Conference on Alternative State and Local Policies
Permanent URI for this community
The Conference on Alternative State and Local Policies emerged in the 1970s when a few, then dozens and hundreds of activists who had come from the student, anti-war, civil rights and neighborhood movements began to seek office in state and local governments in the 1970s. The actual beginning came when Lee Webb, who had been national secretary of the Students for a Democratic Society, began working on legislation in Vermont and found others with similar interests in other parts of the nation.
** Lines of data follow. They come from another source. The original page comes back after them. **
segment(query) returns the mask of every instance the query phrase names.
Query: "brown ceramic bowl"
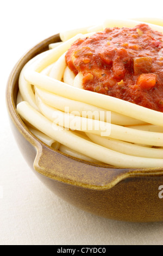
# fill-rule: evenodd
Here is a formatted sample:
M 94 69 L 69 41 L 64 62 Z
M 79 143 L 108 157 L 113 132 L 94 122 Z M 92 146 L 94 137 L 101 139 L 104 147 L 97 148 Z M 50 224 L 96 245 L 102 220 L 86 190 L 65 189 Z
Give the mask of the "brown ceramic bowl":
M 163 167 L 120 169 L 93 164 L 62 154 L 46 145 L 28 129 L 15 107 L 18 80 L 24 64 L 60 41 L 58 34 L 40 42 L 24 54 L 8 80 L 7 101 L 15 138 L 27 162 L 51 190 L 87 212 L 133 222 L 163 221 Z

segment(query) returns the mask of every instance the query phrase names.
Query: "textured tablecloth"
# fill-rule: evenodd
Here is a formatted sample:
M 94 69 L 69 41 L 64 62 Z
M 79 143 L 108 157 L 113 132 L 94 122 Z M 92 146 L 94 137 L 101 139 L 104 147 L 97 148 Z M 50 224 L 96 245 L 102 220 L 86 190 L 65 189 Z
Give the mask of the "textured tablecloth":
M 3 35 L 0 50 L 0 245 L 163 245 L 163 223 L 132 223 L 101 218 L 77 209 L 52 193 L 27 164 L 10 130 L 4 93 L 12 68 L 35 44 L 72 27 L 74 21 L 81 26 L 86 25 L 87 19 L 93 24 L 96 20 L 97 22 L 102 20 L 103 11 L 105 17 L 108 13 L 115 13 L 115 3 L 107 9 L 105 4 L 108 1 L 101 1 L 99 7 L 99 3 L 90 1 L 86 9 L 84 5 L 86 7 L 87 2 L 79 3 L 79 14 L 78 8 L 78 10 L 74 8 L 76 1 L 7 0 L 0 4 Z M 127 2 L 130 3 L 120 2 L 118 14 Z M 92 12 L 90 16 L 92 3 L 95 14 Z M 143 16 L 145 9 L 141 3 L 143 11 L 138 8 L 139 1 L 134 10 L 130 7 L 133 16 L 137 16 L 139 10 L 139 15 Z M 146 16 L 155 10 L 161 14 L 161 9 L 148 4 Z

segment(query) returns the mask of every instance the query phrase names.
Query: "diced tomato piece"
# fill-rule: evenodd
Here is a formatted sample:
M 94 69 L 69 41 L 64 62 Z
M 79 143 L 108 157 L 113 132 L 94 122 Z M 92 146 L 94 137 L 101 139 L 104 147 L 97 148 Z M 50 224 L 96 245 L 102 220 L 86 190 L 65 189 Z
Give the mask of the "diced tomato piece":
M 151 71 L 152 59 L 151 57 L 141 57 L 134 59 L 134 75 L 149 73 Z
M 153 87 L 156 83 L 156 75 L 155 74 L 142 74 L 136 81 L 136 84 L 143 89 L 150 89 Z

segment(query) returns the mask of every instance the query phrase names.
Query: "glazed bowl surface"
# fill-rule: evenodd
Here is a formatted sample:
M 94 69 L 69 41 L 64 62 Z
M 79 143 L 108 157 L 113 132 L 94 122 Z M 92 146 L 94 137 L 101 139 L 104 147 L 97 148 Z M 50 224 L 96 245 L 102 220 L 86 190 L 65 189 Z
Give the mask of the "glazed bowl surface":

Webb found grant moneys, connected with Derek Shearer and others, worked within the Institute for Policy Studies (IPS) and by 1975 Webb and Shearer committed to traveling the nation to collect examples of legislation, policy papers and ideas, which they eventually published in "Readers," for national conferences, while IPS volunteer staffer Barbara Bick produced a quarterly newsletter. In 1975 Paul Soglin, recently re-elected Mayor of Madison, Wisconsin, hosted the first national conference of 150 activists. The following year's conference in Austin, Texas drew over 300. In 1977 the Conference moved out of IPS, published a newly named newsletter, Ways and Means, which appeared into the 1980s.
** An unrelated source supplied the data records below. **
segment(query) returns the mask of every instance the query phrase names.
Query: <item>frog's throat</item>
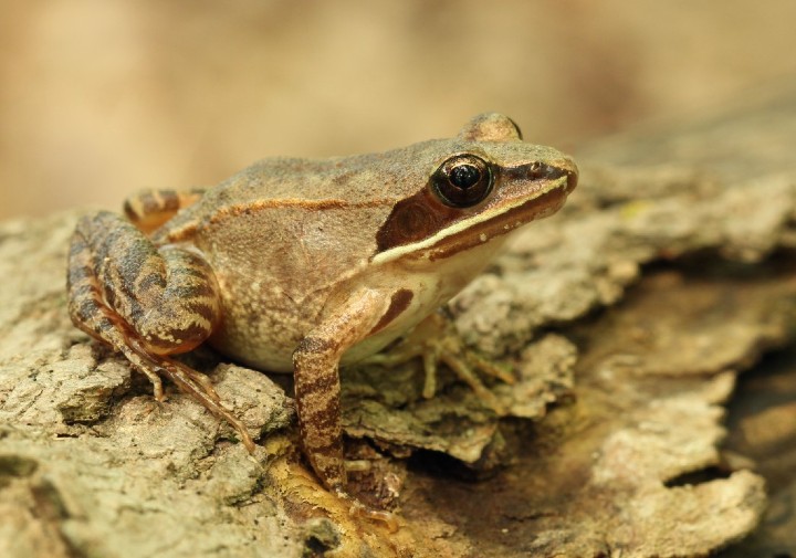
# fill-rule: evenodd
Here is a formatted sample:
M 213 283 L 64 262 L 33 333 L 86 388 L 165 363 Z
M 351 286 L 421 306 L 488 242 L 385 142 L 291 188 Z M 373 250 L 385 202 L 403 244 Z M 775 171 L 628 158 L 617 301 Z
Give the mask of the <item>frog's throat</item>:
M 567 177 L 552 180 L 533 198 L 521 198 L 457 221 L 433 236 L 380 252 L 374 256 L 373 262 L 394 262 L 410 254 L 426 254 L 430 260 L 448 257 L 489 242 L 495 236 L 507 234 L 530 221 L 552 215 L 564 204 L 568 192 Z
The Conference sponsored national meetings in Denver (1977), St. Paul (1978), Bryn Mawr (1979 and Pittsburgh (1980). There were a number of meetings on special topics: Tax Reform, Food, Plant Closings, Women in the Economy; and publications on these and other topics. Regional conferences convened in Madison (1975), Amherst (1975), San Antonio (1975), Hartford (1976), Sacramento (1976), Santa Barbara (1977), and Lincoln (1977).
Prominent organizers in addition to Webb and Shearer included Barbara Bick, Ann Beaudry; Conference hosts and organizers were Paul Soglin and Jim Rowen (Madison), Jeff Friedman (Austin), and Sam Brown (Denver). Prominent speakers and members of the organization who went on to public roles include Senators Kent Conrad and Byron Dorgan (N. Dakota) and Congressmen Barney Frank (MA) and Bennie Thompson (MS). Many others took on important offices at state and local levels, or made other contributions as staff members, writers and academics.